You signed in with another tab or window. Reload to refresh your session.You signed out in another tab or window. Reload to refresh your session.You switched accounts on another tab or window. Reload to refresh your session.Dismiss alert
🤖 Limit TODOs to 7 items with precision gradient (#261)
## Summary
Enforces a 7-item limit on TODO lists to keep them focused and
token-efficient.
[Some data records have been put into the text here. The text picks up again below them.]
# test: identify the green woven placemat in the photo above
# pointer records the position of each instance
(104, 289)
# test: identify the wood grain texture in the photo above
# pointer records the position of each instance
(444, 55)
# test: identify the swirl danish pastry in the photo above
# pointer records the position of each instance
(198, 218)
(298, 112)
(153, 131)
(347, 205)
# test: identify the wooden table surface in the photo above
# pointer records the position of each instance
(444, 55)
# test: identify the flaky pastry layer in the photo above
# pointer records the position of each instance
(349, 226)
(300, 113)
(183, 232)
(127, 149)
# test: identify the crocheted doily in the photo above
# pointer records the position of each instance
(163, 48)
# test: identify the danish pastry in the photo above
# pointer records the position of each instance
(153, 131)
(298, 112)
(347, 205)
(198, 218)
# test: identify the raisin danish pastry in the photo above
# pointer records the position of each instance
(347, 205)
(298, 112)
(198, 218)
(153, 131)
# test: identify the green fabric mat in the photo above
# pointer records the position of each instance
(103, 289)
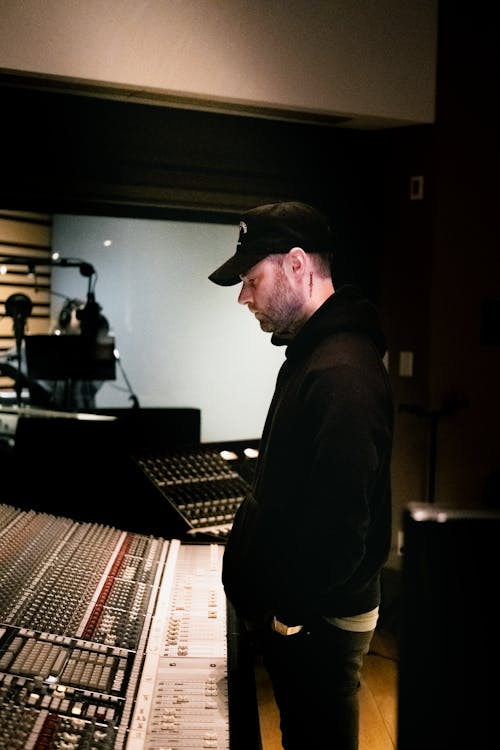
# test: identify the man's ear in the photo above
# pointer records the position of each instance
(295, 262)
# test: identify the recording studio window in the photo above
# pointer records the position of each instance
(165, 316)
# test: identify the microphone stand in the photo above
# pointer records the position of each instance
(18, 307)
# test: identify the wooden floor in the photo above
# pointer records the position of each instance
(378, 699)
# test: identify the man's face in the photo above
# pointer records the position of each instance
(267, 292)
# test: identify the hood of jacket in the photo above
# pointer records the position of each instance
(345, 311)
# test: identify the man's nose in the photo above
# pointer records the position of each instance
(244, 295)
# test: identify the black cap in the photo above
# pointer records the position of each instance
(274, 228)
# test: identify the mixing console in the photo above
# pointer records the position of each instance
(205, 486)
(111, 639)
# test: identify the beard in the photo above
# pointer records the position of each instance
(283, 314)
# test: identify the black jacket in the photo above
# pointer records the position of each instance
(315, 533)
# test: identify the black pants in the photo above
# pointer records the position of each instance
(315, 676)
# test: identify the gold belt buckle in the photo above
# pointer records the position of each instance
(282, 629)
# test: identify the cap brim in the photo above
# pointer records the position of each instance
(229, 272)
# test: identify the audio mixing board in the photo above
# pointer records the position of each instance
(113, 640)
(204, 486)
Introduces the "high precision at center" mental model
where AI maintains detail for recent/current work while summarizing
distant past and far future.
## Changes
### Backend
- Add `MAX_TODOS = 7` constant to `src/constants/toolLimits.ts`
- Validate TODO count in `validateTodos()` with educational error
message
- Error guides AI to condense: _"summarize old completed work (e.g.,
'Setup phase (3 tasks)')..."_
### Tool Description
Updated `todo_write` description to teach the precision gradient model:
- **Old completed**: Summarize into 1 overview item
- **Recent completions**: Keep detailed (last 1-2 items)
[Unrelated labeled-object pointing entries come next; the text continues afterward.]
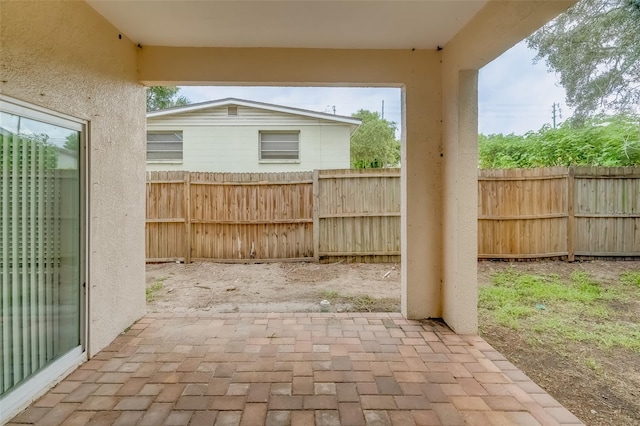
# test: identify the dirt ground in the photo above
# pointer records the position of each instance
(609, 395)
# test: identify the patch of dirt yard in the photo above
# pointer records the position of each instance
(600, 386)
(272, 287)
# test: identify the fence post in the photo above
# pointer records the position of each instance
(316, 215)
(571, 219)
(187, 217)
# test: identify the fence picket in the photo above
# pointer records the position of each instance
(329, 215)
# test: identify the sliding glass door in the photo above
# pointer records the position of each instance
(41, 247)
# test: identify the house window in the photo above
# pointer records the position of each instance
(42, 249)
(279, 146)
(164, 146)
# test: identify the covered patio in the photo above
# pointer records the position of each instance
(84, 65)
(295, 369)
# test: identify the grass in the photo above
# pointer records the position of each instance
(631, 278)
(546, 307)
(153, 289)
(362, 303)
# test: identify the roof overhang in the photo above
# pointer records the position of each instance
(390, 24)
(351, 121)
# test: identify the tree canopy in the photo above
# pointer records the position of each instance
(162, 97)
(609, 141)
(594, 47)
(374, 144)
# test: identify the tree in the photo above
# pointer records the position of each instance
(162, 97)
(595, 49)
(374, 144)
(609, 141)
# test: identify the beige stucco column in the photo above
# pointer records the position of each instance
(459, 200)
(498, 26)
(421, 218)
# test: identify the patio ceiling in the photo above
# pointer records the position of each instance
(392, 24)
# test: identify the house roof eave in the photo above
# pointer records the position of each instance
(253, 104)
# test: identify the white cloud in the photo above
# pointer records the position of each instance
(515, 96)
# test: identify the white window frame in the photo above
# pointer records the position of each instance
(279, 160)
(38, 384)
(166, 160)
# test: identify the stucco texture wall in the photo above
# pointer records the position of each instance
(66, 57)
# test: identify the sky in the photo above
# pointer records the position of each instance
(514, 95)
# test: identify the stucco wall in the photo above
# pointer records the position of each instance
(65, 57)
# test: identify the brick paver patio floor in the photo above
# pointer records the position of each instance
(298, 369)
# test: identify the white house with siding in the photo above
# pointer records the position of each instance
(235, 135)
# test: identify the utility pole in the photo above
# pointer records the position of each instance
(556, 113)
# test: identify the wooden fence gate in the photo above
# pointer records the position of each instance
(329, 215)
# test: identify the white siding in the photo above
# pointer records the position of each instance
(214, 142)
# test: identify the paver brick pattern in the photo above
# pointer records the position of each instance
(295, 369)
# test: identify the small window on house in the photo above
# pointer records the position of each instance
(279, 145)
(164, 146)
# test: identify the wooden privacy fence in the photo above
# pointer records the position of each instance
(329, 215)
(237, 217)
(559, 212)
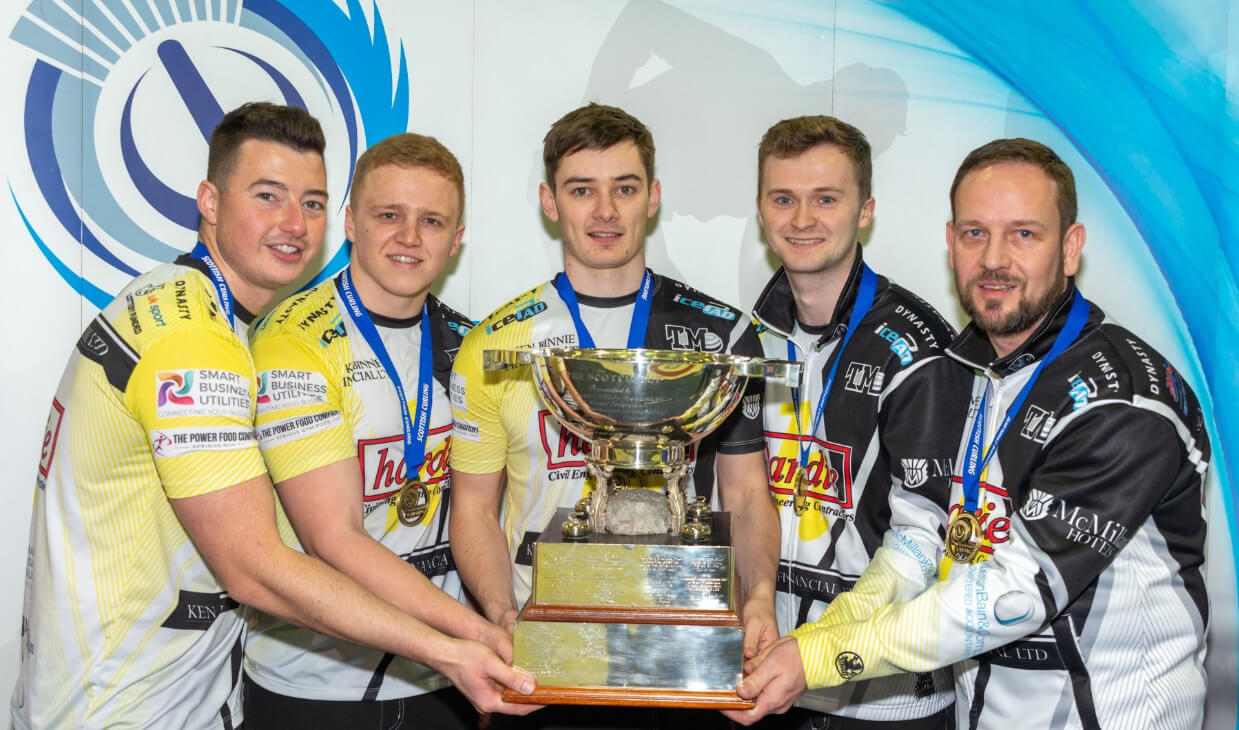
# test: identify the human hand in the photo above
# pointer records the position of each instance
(761, 628)
(773, 679)
(481, 676)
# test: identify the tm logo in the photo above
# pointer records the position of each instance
(123, 96)
(175, 387)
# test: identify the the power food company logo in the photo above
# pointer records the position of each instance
(123, 97)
- **Current work**: One in_progress with clear description
- **Immediate next**: Detailed pending (next 2-3 actions)
- **Far future**: Summarize into phase items
AI learns to expand/condense dynamically as work progresses.
### Visual
- **Gradient fade** for old completed items (exponential decay)
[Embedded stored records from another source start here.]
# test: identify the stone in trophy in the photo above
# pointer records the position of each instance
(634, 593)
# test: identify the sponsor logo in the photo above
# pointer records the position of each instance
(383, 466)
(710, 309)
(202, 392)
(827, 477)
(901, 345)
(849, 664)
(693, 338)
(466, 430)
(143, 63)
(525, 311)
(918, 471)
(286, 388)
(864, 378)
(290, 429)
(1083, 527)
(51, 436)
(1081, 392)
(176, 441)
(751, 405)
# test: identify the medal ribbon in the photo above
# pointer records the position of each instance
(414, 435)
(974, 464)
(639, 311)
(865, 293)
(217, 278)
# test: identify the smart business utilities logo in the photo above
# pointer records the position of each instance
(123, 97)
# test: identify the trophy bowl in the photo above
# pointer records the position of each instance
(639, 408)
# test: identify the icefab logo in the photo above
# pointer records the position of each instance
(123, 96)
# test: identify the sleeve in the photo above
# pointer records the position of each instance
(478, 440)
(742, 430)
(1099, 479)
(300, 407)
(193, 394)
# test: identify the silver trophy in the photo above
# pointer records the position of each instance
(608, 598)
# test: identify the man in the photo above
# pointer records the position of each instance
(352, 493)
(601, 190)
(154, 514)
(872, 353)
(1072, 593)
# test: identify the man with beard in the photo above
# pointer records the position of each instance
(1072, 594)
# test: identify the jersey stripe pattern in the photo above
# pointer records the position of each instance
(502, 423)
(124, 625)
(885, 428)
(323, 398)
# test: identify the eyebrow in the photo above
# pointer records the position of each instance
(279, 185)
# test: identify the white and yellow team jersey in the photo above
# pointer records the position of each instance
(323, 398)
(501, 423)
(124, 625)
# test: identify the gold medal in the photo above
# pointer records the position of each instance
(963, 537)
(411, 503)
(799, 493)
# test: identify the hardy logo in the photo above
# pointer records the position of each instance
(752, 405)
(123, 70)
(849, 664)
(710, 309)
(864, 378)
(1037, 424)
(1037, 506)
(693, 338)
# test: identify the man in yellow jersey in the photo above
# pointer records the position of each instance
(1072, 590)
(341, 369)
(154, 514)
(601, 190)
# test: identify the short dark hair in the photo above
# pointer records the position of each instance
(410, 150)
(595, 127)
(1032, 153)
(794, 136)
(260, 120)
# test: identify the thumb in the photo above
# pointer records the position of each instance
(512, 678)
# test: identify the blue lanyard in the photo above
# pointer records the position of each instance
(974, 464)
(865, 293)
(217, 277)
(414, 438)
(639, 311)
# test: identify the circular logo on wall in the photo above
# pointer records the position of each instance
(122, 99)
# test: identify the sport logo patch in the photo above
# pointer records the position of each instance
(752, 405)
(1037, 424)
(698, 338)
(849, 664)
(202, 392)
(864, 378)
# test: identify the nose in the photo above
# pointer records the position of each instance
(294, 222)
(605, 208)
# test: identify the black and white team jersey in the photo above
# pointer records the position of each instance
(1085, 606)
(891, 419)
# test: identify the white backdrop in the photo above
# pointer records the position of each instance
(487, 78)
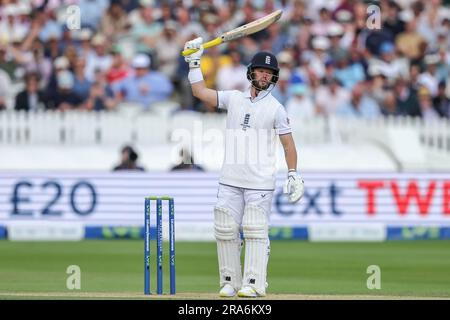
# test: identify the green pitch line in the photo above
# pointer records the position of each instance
(408, 269)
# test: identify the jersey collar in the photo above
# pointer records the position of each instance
(262, 94)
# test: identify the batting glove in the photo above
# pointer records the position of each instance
(294, 187)
(194, 58)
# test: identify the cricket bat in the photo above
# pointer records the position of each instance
(240, 32)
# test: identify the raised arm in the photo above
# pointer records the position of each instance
(294, 186)
(199, 89)
(290, 152)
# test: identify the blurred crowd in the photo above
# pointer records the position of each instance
(335, 56)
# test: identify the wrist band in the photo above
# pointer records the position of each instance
(195, 75)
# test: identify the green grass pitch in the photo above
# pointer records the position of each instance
(408, 269)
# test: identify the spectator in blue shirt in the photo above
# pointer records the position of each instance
(144, 86)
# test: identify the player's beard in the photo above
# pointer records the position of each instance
(261, 84)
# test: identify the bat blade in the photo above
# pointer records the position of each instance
(240, 32)
(252, 27)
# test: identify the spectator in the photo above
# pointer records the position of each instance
(99, 59)
(128, 160)
(82, 85)
(167, 50)
(100, 98)
(441, 102)
(319, 56)
(144, 86)
(410, 43)
(186, 162)
(361, 105)
(406, 99)
(429, 78)
(426, 105)
(7, 64)
(388, 64)
(5, 85)
(85, 48)
(234, 75)
(389, 105)
(212, 61)
(330, 96)
(60, 64)
(31, 99)
(64, 98)
(38, 63)
(145, 30)
(300, 104)
(348, 74)
(92, 11)
(114, 22)
(119, 68)
(281, 91)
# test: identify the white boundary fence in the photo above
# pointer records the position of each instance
(156, 127)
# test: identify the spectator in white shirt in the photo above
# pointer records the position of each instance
(99, 59)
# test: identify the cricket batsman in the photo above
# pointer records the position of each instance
(246, 185)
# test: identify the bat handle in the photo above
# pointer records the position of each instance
(206, 45)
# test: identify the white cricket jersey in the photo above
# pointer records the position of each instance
(251, 137)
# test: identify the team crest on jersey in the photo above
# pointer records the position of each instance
(245, 125)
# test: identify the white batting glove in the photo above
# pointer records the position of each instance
(194, 58)
(294, 187)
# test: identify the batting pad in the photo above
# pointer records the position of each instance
(257, 248)
(228, 248)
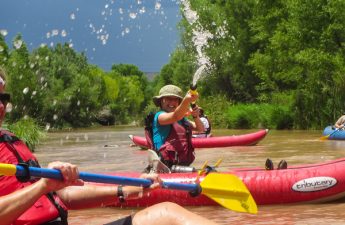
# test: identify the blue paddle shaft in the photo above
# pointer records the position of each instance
(102, 178)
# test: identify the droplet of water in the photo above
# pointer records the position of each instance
(63, 33)
(9, 107)
(142, 10)
(26, 90)
(18, 43)
(133, 15)
(55, 32)
(158, 6)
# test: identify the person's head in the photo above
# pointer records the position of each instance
(201, 111)
(169, 97)
(2, 80)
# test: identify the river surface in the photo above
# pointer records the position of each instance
(86, 148)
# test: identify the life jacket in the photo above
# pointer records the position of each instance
(48, 209)
(177, 149)
(208, 130)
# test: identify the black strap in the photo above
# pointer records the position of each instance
(9, 140)
(62, 212)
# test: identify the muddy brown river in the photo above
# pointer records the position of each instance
(85, 148)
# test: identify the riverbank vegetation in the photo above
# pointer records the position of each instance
(278, 65)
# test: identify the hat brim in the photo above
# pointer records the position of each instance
(157, 99)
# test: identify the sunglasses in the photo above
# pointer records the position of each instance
(5, 98)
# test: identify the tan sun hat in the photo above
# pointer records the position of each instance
(168, 90)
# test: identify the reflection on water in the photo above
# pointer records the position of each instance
(86, 149)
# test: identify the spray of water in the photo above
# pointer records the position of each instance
(200, 41)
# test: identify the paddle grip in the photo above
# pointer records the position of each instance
(193, 91)
(103, 178)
- Older items fade more, visually hinting they're candidates for
summarization
- Only applies when >2 completed items exist
### Tests
- Test MAX_TODOS limit enforcement (8 items → error)
- Test exact limit acceptance (7 items → success)
- All 13 tests passing
## Token Efficiency
- **Before**: Unmanaged lists could reach 50+ items (~2,500 tokens per
update)
- **After**: Max 7 items with summarization (~200-400 tokens typical)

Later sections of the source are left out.